Le monde est entré dans une ère de « faillite mondiale de l’eau », prévient l’ONU. Qu’est-ce que cela signifie réellement ?

Milos Schmidt

Le monde est entré dans une ère de « faillite mondiale de l’eau », prévient l’ONU. Qu’est-ce que cela signifie réellement ?

Des décennies d’activité humaine ont causé des « dommages irréversibles » aux réserves d’eau de la planète, prévient un nouveau rapport.

L’activité humaine a poussé le monde dans une ère de « faillite mondiale de l’eau », alors que les experts appellent à une transformation urgente fondée sur la science.

Un nouveau rapport de l’Université des Nations Unies (UNU) prévient que des décennies de déforestation, de pollution, de dégradation des sols, de surexploitation de l’eau et d’épuisement chronique des eaux souterraines – aggravés par le réchauffement climatique – ont causé des « dommages irréversibles » à l’approvisionnement en eau de la planète et à sa capacité à rebondir.

Il affirme que des termes tels que « stress hydrique » et « crise de l’eau » ne reflètent plus fidèlement la dure réalité d’aujourd’hui, qui entraîne « la fragilité, les déplacements et les conflits » dans le monde entier.

Que signifie « faillite de l’eau » ?

Le rapport de l’UNU définit la faillite de l’eau comme « un prélèvement excessif et persistant des eaux de surface et souterraines par rapport aux apports renouvelables et aux niveaux d’épuisement sûrs ». Le terme désigne également « une perte irréversible ou d’un coût prohibitif du capital naturel lié à l’eau ».
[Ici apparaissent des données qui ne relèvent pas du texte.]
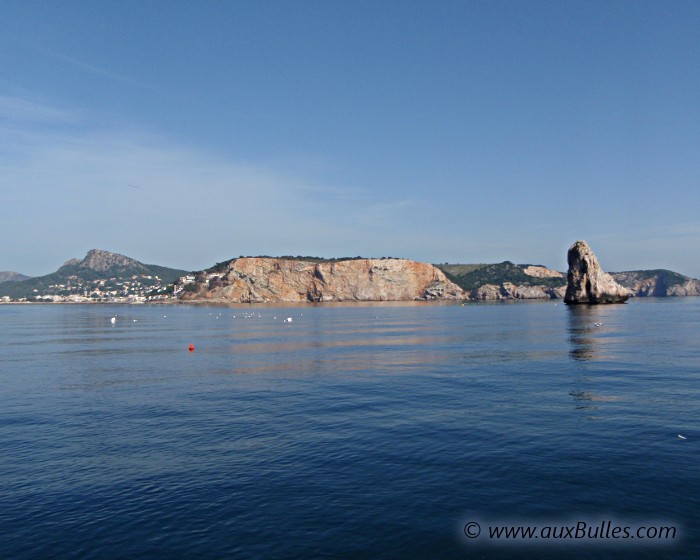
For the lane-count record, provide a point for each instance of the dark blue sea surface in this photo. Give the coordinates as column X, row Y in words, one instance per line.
column 373, row 431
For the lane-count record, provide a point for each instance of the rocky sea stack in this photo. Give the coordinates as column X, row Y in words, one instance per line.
column 586, row 281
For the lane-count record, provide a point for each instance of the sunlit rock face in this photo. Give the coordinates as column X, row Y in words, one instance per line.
column 586, row 280
column 250, row 280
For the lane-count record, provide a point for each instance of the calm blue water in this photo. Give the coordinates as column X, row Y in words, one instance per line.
column 351, row 432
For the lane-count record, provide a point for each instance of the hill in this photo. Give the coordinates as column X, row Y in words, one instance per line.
column 472, row 277
column 12, row 277
column 657, row 283
column 100, row 276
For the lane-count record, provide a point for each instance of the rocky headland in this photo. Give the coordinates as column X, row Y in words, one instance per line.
column 266, row 279
column 586, row 280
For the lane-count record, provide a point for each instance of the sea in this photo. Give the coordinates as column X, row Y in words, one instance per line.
column 397, row 431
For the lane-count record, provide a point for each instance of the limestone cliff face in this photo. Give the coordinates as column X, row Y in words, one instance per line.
column 658, row 283
column 508, row 290
column 586, row 281
column 256, row 280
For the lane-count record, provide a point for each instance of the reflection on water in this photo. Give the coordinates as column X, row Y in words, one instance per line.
column 584, row 322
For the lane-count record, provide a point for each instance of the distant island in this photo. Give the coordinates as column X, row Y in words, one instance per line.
column 105, row 277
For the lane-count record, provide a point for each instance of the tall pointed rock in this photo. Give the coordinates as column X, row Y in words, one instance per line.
column 586, row 281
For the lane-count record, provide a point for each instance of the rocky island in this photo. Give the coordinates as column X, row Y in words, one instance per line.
column 267, row 279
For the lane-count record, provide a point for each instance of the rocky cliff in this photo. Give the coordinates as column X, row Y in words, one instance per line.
column 264, row 279
column 586, row 280
column 658, row 283
column 13, row 277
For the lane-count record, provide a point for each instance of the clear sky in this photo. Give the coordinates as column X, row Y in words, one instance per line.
column 186, row 133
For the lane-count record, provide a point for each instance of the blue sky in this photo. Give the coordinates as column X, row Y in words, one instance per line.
column 186, row 133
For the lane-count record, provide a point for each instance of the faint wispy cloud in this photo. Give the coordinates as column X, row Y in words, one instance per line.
column 91, row 68
column 23, row 110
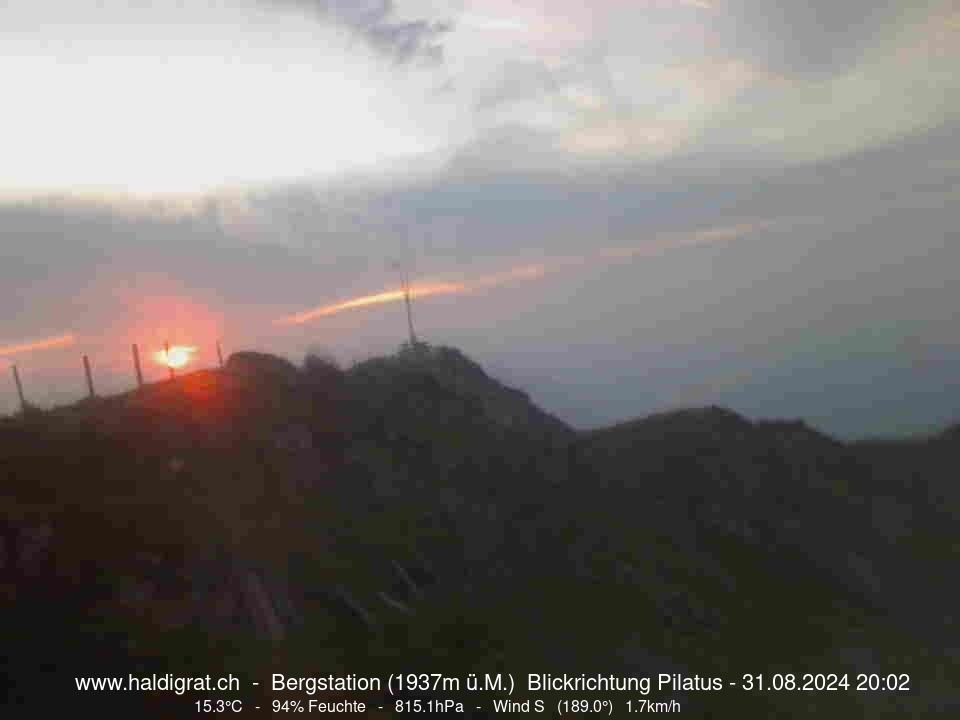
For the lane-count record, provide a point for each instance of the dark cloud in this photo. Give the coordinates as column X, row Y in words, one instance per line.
column 374, row 21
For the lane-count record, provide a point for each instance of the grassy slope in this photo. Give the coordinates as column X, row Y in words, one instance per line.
column 622, row 551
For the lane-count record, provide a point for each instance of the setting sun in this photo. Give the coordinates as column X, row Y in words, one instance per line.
column 176, row 357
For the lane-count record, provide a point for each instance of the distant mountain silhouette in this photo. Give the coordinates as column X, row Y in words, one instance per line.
column 413, row 513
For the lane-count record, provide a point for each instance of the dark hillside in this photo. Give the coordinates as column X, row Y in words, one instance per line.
column 413, row 513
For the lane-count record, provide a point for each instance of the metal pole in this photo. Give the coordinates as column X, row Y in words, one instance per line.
column 89, row 374
column 136, row 365
column 406, row 299
column 16, row 379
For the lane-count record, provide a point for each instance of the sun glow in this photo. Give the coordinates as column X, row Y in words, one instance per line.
column 178, row 356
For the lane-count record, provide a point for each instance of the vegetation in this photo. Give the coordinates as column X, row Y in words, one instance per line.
column 411, row 513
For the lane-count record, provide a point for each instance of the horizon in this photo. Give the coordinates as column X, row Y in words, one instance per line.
column 620, row 208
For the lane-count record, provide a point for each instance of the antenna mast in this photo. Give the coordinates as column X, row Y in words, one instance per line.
column 408, row 301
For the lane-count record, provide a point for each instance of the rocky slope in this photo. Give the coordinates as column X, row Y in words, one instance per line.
column 412, row 512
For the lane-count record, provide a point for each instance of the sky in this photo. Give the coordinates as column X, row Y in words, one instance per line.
column 621, row 206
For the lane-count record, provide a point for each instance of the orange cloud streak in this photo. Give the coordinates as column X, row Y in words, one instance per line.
column 45, row 344
column 533, row 271
column 416, row 291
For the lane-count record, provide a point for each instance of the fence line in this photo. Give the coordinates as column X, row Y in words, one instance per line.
column 89, row 378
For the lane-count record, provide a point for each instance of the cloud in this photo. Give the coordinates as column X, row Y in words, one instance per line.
column 805, row 38
column 376, row 22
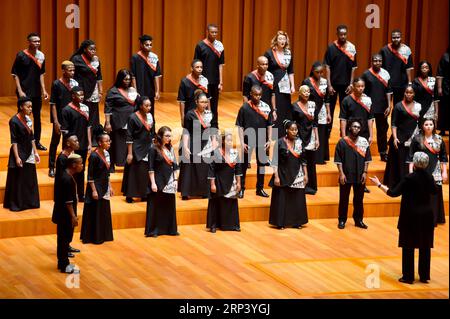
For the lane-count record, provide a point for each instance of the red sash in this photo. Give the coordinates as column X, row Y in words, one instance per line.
column 143, row 121
column 291, row 149
column 227, row 160
column 398, row 55
column 73, row 106
column 24, row 123
column 275, row 55
column 354, row 147
column 147, row 61
column 316, row 88
column 348, row 54
column 28, row 54
column 125, row 95
column 427, row 145
column 103, row 158
column 305, row 111
column 212, row 47
column 257, row 110
column 425, row 86
column 378, row 76
column 94, row 70
column 262, row 80
column 65, row 84
column 360, row 102
column 197, row 84
column 200, row 118
column 409, row 111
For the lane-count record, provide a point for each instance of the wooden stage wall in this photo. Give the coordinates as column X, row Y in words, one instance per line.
column 246, row 28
Cela diffère du stress hydrique, qui reflète des situations de haute pression qui restent réversibles, ou d’une crise de l’eau, qui est utilisée pour décrire des chocs aigus qui peuvent être surmontés.

Même si tous les bassins et tous les pays ne sont pas en faillite hydrique, l’auteur principal Kaveh Madani, directeur du groupe de réflexion des Nations Unies sur l’eau, affirme qu’un nombre suffisant de systèmes critiques ont désormais franchi ces seuils.

« Ces systèmes sont interconnectés par le commerce, les migrations, les réactions climatiques et les dépendances géopolitiques, de sorte que le paysage mondial des risques est désormais fondamentalement modifié », ajoute-t-il.

À quoi ressemble la faillite de l’eau ?

La faillite de l’eau n’est pas une question d’humidité ou de sécheresse dans un endroit – c’est une question d’équilibre, de comptabilité et de durabilité. Même les régions qui subissent des inondations chaque année peuvent se retrouver en faillite si elles dépensent trop leurs « revenus » annuels liés à l’eau renouvelable.

Le rapport soutient que la faillite de l’eau doit donc être considérée dans une perspective globale, au fur et à mesure que ses conséquences se propagent.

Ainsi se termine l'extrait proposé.